「明日は味方 − ぼくの愉快な自転車操業人生論」
山本一力 集英社
2013年6月30日発刊の新刊。
あかね空で初めて山本氏を知り、その後高知での講演会も聞かせていただいた。
53歳で直木賞受賞、それまでの流転の人生について
あ、す、は、み、か、た、。 の節に切って書かれている。
自転車と縁が深いことがよくわかった。
子供の.とき(高知)で父親が威勢がいいときには当時まだ珍しかった補助輪付自転車に
乗れるようになったら、父親破産で持っていかれてしまった
その後、中学で東京に出て、住み込みで読売新聞の配達員を代々木で。
そのときにアメリカ人住宅が配達エリアでアメリカ人の子供と友達になり英語を学べた
配達は自転車で
そして近畿日本ツーリストの添乗員 英語がしゃべれるので重宝され
サイドビジネスで金回りよし でも貯まらず
広告代理店の仕事に変わったとき、ロードサイクル特集記事企画を任されて
モデルを探していて奥様を見初めたこと
だから家族で自転車好き。
直木賞受賞の日も自転車で行ったそうだ。
リーダーシップでとてもいい記述があった。
そこを抜きだして締めにしたい。
◎ ロードレースが教えてくれるチームの力
ぼくがロードレーサーに凝っていた頃の話ですが、周りの仲間たちもみんな誇りを持っていた。

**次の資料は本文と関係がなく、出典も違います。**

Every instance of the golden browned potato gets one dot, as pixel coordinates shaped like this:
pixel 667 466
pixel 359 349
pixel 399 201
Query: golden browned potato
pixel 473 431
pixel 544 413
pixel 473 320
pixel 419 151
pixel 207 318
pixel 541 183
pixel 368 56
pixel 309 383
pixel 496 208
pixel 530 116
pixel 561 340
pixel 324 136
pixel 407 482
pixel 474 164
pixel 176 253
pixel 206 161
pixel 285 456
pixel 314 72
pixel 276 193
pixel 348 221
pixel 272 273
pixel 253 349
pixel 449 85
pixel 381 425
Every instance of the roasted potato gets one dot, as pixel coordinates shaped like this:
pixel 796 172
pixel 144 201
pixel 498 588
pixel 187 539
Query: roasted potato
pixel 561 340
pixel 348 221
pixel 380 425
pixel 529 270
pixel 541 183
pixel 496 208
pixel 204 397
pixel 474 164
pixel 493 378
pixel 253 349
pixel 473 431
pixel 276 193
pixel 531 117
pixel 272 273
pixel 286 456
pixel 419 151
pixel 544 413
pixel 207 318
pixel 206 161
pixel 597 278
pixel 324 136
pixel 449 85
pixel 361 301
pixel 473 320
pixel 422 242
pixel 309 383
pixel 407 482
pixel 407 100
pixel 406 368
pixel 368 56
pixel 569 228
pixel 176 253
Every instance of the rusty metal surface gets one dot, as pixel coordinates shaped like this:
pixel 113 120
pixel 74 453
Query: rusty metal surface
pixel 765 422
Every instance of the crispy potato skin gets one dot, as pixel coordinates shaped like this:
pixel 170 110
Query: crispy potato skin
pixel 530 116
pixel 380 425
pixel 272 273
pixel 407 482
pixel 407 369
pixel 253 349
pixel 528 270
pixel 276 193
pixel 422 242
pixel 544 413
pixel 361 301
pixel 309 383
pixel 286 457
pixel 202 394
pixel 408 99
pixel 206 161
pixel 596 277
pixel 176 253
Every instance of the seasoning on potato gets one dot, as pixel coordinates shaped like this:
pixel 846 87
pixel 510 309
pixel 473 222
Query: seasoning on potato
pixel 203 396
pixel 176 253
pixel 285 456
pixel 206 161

6人で一緒に走るとなると、必ず先頭を交代する。トップの人間はすごい風圧を受けるから、
交代mしないと進んで行けない。自分が他の5人の風除けになっているとの使命感を持って
頑張るんです。ほかの5人も、トップの人間の辛さを理解しているから、「よし次は俺だ」って
先頭を代わってあげる。みんながそのことをわかっているから、安心して先頭を走れる。
ものごとが進むということは、そういうことでしょう。
チーム6人で先頭を交代すれば、お互いが6分の一ずつを負担すればいい。いずれ自分も
トップをひかなきゃいkないけれど、それまでは後ろで体力を温存していればいい。そうやって
スムーズに前へ前へと進んでいけるんです。
ところがトップの人間が考え違いをして、オレがオレがみたいになったら、チームはもたない。
後ろについている人間のことを考えず、自分がトップを走りたいという自分のことだけしか頭に
ないから、チームとしては前へ進まなくなる。大体そういう人間というのは、能力も足りていません。
トップを張れるだけのない人間がトップを譲らず走ろうとしたら、チームはバラバラになります。
本人はそのことに気が付かないくらいに、自分が主語の人間ですね。絶対に譲ろうとしない。